The pleiotropic cytokine IFN-γ is a key component controlling and linking intrinsic, innate and adaptive
immune responses yet, only recently has its expression been definitively demonstrated in macrophages. Unlike
macrophages generated from monocyte with M-CSF, those generated with IL-12/IL-18 are a functionally distinct IFN-γ
and chemokine secreting, macrophage population.

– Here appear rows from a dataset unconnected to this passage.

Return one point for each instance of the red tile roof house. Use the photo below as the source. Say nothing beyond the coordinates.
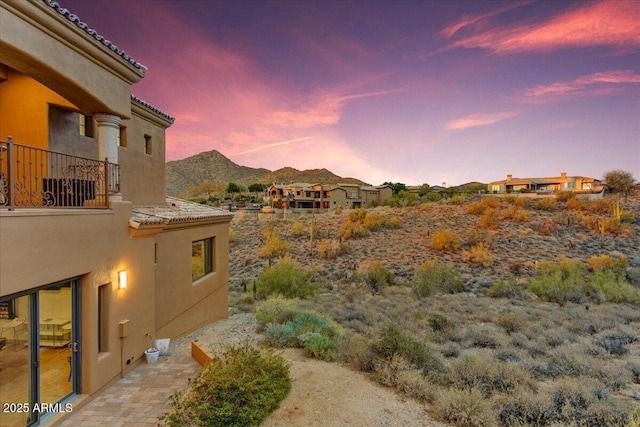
(547, 186)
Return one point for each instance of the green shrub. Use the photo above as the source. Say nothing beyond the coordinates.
(316, 334)
(470, 372)
(431, 277)
(479, 254)
(286, 279)
(465, 408)
(559, 282)
(393, 340)
(269, 310)
(445, 240)
(505, 288)
(375, 275)
(239, 388)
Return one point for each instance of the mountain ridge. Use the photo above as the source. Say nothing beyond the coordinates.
(213, 166)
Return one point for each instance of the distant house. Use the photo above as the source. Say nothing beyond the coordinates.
(96, 262)
(321, 196)
(545, 185)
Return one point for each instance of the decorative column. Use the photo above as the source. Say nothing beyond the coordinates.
(108, 129)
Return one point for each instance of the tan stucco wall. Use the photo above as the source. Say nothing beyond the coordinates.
(182, 305)
(24, 110)
(61, 56)
(95, 245)
(142, 175)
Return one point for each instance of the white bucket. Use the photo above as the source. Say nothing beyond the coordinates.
(152, 355)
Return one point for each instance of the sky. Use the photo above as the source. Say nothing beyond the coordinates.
(403, 91)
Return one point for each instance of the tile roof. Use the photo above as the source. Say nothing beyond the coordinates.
(93, 33)
(176, 210)
(152, 108)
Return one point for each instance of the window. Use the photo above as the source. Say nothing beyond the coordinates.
(122, 137)
(86, 125)
(202, 258)
(103, 310)
(147, 144)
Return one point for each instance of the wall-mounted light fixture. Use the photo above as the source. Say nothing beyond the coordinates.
(122, 279)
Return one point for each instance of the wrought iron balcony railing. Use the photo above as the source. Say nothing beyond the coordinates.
(35, 178)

We therefore, propose that the interaction of pathogen-exposed macrophages with IL-12 and IL-18 at the early
inflammatory site constitutes a critical and decisive event, in the orchestration of the immune response through the
secretion of IFN-γ, prior to the arrival of activated NK and T cells. The chemokine profile of IL-12/IL-18 generated
macrophage is interesting, not only attracting of monocytes and neutrophils to the inflammation, but also contributing to
the wound healing process. Also, the ICAM-1 mediated aggregation of IL-12/IL-18 generated macrophages, may have
relevance for granuloma formation.
Stimulation of IFN-γ expression through IL-12 and IL-18 maybe particularly relevant in the lungs, an environment rich in
IL-12 and IL-18, where macrophages constitute the first line of defense against airborn pathogens, and must function
without inducing a dangerous inflammation. Indeed, an uncontrolled inflammatory responses can be fatal, and so the
requirement for signaling via two unrelated signaling systems ( IL-12 and IL-18), may have evolved to provide suitable
and flexible control.
Finally, and in contrast to M1 or M2 macrophages, which are infectable with HIV-1, the IL-12/IL-18 population is
resistant in an IFN-γ independent, SAMHD1 restriction factor dependent manner.